Die Stadterweiterung fand ihr Gegenstück in den Elendsvierteln, der extremen Abwertung des Quartiers und des Wohnens. In einer ersten Phase verpflichtete das Vorhandensein der Stadtmauern zu einem vertikalen Anwachsen der Stadt und zu einer Einteilung der Häuser auf kleinst möglichem Raum, der nur schlecht mit Wasser versorgt und ohne Kanalisation war. Die Mietshäuser, in denen sich die armen, auf der Suche nach Arbeit in die Stadt strömenden Tagelöhner zusammenpferchten, sind eine weitere bourgeoise Erfindung. Den Stadtmauern, deren defensive Funktion mit der Entwicklung der Artillerie überholt worden war, kam nun eine Funktion zur Eindämmung und Erhaltung der Armut durch die gnadenlose ökonomische Ausbeutung des Raumes zu. Deshalb wurde ihre Zerstörung als ein Akt der Befreiung betrachtet. Mit der Erschaffung von bourgeoisen Quartieren hatte der Urbanismus gleichzeitig auch Arbeiterquartiere geschaffen; indem er das Elend abschob, hat er es sichtbar gemacht; indem er es konzentrierte, hat er es gefährlich gemacht und die Notwendigkeit einer Macht befürwortet, die fähig ist, es in Schach zu halten und von der Strasse zu jagen. Dies war die Aufgabe des Verkehrs. Die Bewegung der Fahrzeuge weitete sich aus, um die Bewegung der abgeschobenen Klassen zu erschweren, um die Strasse als Begegnungsort, als Raum für Kommunikation und Zeitvertreib zu beseitigen.

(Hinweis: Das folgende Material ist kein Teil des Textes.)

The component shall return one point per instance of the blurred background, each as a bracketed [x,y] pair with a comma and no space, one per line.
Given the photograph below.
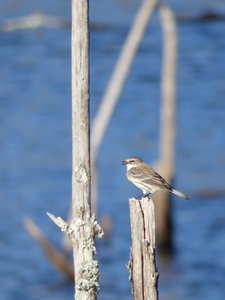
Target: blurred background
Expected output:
[35,152]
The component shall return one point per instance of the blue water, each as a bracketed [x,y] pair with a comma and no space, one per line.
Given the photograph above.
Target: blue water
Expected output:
[35,136]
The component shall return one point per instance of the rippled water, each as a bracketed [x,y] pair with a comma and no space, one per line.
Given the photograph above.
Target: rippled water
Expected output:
[35,168]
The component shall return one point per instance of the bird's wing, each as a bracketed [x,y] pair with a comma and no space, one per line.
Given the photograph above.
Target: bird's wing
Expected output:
[148,176]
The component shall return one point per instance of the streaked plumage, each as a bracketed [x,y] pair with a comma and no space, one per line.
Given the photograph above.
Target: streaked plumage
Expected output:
[146,178]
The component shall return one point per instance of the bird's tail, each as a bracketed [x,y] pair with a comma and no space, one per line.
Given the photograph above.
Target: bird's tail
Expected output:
[178,193]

Wenn die Segregation eine der Charakteristiken des entstehenden Urbanismus ist, dann ist die Dominanz des Verkehrs, des Privatfahrzeugs als Symbol der Dominanz des individuellen Interesses die andere. Durch die Mobilität wurde das Individuum des städtischen Raumes beraubt. Die Stadt opferte sich dem Verkehr. Das urbane Leben entstellend, schaffte der Verkehr die Strasse für den Bewohner ab. Die Ringstrassen, die Avenues und Boulevards verbanden die Stadt mit der Aussenwelt, sie waren gleichzeitig ein möglichst direkter Ausfallsweg für die Handelsware und Einfallsweg für die Ordnungskräfte. Wie Ildefonso Cerdá, der erste theoretische Urbanist sagte, « Die Strassen als Verkehrselemente, breite Kanäle für die reinigenden Winde und strategische Mittel zur Bewahrung der öffentlichen Ordnung, werden gerade und so lang wie möglich sein » (Juicio Crítico del Informe del Jurado). Die Ringstrasse, oder die grosse Avenue, die alten Wege überlagernd, führte in die Vorstadt, den Vorposten der Urbanisierung, die Frucht des Überschusses der ökonomischen Dynamik der Stadt. Diese teilte sich nun in Zentrum und Peripherie auf. Man könnte sagen, die Vorstadt lies das Konzept eines Stadtkerns, das heisst, eines Zentrums entstehen. Durch das Aufkommen des Zuges wurde dieser Prozess beschleunigt. Die Eisenbahn war der Hauptgrund für das territoriale Chaos: Sie platzierte und löschte unzählige kleine Städte und Dörfer auf der Landkarte, indem sie den einen einen ruhigen Zerfall gewährte und die anderen zu einer schändlichen Expansion verurteilte. Der Bahnhof war die Pforte, durch welche die Industrie wirklich in die Städte eindrang. Wie auch das neue Proletariat: zwischen 1900 und 1940 verliessen drei Millionen Menschen das Land, um innere Migranten zu werden.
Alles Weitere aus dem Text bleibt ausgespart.